I agree. A single post would just end up unmanageable and dominated by whoever had the top comment. (I always yearn for a 'by date' sort for HN comments as often the top comment hijacks the discussion on a tangent and it's annoying to find people discussing the primary topic)
> I always yearn for a 'by date' sort for HN comments
We can't make a big flat list and sort those by date without losing the threadedness of the comments and thus their context. But we could sort siblings by date at each level of the tree, including the top level. Is that what you mean?
Sometimes this would be a good thing. Top-level (and in general 'higher up the tree' comments completely dominate. It's rare for the direction of a HN thread to shift much after a reasonable number of comments as everything gets buried quite far down.

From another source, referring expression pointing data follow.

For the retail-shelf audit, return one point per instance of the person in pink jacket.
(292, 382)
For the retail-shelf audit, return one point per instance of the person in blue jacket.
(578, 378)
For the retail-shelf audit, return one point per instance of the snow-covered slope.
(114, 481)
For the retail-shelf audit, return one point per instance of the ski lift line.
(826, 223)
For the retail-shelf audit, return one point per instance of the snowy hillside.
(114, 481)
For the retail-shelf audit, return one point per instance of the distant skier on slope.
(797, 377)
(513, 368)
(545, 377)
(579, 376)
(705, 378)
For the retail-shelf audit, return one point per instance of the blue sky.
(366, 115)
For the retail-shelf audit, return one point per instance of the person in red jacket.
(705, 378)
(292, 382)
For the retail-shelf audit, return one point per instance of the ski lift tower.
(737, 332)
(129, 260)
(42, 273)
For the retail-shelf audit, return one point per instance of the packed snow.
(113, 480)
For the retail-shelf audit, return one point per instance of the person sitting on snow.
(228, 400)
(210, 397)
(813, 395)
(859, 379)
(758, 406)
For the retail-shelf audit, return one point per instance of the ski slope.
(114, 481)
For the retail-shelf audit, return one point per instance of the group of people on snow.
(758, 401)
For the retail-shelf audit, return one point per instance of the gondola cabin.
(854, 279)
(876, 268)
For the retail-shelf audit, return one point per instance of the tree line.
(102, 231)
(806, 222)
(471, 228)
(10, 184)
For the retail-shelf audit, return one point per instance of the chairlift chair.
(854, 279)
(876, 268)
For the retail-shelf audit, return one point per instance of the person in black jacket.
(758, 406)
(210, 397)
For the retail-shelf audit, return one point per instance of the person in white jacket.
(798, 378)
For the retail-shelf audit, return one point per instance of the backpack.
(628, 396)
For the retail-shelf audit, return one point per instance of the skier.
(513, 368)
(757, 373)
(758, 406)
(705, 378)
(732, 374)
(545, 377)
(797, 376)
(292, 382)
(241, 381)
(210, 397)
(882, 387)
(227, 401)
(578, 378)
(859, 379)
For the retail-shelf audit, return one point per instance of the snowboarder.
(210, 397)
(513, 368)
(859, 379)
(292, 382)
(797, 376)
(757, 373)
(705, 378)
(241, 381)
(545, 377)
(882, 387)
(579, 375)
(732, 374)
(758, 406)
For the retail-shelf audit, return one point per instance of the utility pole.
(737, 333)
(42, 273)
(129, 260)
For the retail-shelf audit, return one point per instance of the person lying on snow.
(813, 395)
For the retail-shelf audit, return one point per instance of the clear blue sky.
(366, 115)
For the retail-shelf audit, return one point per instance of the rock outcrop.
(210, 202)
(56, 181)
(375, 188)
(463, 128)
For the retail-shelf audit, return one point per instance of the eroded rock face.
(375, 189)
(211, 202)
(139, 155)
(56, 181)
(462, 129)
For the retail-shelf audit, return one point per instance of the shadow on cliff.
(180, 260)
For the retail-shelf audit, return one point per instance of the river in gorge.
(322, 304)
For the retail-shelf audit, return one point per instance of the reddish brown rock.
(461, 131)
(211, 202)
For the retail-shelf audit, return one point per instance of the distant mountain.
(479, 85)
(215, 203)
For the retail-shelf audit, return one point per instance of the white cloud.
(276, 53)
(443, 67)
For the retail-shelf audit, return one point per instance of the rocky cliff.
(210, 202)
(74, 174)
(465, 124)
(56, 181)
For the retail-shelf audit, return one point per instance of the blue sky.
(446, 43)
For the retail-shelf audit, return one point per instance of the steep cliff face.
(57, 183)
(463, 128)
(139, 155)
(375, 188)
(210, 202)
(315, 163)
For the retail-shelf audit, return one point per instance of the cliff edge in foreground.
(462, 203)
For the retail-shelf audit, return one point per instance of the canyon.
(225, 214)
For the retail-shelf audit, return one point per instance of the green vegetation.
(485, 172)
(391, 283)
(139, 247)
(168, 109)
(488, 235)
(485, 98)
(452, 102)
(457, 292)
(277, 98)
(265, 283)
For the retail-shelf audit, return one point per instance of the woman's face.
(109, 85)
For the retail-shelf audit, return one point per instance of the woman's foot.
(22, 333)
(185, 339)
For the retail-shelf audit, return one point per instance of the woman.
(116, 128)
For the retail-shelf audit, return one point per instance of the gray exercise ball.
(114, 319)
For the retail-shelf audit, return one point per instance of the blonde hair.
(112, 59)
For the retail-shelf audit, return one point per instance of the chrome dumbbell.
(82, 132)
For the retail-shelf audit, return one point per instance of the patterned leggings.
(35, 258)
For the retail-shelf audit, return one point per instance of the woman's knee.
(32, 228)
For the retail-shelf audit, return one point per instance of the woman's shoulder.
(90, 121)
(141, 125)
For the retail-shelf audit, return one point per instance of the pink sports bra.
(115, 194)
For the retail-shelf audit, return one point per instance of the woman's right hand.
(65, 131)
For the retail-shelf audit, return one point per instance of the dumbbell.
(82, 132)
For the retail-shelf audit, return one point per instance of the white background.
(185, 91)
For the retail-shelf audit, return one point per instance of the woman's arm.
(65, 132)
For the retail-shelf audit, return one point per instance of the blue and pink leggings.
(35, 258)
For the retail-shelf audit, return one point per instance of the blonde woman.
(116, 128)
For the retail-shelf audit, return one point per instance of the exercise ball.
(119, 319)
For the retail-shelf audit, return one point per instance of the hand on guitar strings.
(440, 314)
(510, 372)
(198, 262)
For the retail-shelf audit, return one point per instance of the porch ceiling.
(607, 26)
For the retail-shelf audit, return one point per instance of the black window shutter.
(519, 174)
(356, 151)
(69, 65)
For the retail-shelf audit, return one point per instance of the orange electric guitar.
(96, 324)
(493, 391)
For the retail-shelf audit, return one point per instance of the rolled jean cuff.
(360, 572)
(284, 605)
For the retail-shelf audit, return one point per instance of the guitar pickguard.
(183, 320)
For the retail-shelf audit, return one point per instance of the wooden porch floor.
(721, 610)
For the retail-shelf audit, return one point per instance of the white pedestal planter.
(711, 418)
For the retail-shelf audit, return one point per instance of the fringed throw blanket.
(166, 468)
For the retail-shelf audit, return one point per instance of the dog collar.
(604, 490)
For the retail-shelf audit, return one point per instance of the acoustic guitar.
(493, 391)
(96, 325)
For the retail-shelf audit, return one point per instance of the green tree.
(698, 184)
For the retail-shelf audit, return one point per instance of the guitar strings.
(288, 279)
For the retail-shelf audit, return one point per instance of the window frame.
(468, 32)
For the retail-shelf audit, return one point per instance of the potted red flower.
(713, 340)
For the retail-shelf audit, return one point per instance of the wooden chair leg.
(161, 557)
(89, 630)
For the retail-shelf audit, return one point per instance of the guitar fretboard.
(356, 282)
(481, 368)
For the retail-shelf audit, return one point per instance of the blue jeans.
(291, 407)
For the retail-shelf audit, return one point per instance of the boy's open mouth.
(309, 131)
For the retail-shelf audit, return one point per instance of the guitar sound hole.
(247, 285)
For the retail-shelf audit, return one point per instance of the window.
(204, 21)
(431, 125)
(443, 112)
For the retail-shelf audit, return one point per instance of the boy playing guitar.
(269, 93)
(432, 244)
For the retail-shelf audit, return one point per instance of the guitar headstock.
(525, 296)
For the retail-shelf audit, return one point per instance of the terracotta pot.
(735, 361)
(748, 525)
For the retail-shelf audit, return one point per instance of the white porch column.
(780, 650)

I'd really like a 'what changed since i was last here' button. Quite often I come back to a long thread I was especially interested in and I'm completely unable to find out if anything of value has been added.
> But we could sort siblings by date at each level of the tree
More options = better. The intended audience of HN can cope with a few more things to click. Treat us like power-users.
HN has always treated users like power users. That's part of its design. But there are other considerations, such as its minimalism and the fact that there is a single shared view of the content.
If you look at the profiles of the submitters, at least one admits to being an Amazon employee.
Yes, lots of us are interested in AWS (I am too), but that doesn't mean each separate announcement should be its own post. And I don't think the nearly uniform submissions we see would have happened organically.
Note that you are also getting voted down. Lot's of Amazon employees to hit down votes on people who say anything against them. This text may be grey. :)
But if they ever release a tool that is inspired by the Brazil build system, pack up and run for the hills. When it takes a team of devs over two years to get Python to build and run on your servers, you know your frankenstein build system is broken. It could be replaced by shell scripts and still be orders of magnitude better. Nobody deserves the horror of working with that barf sandwich.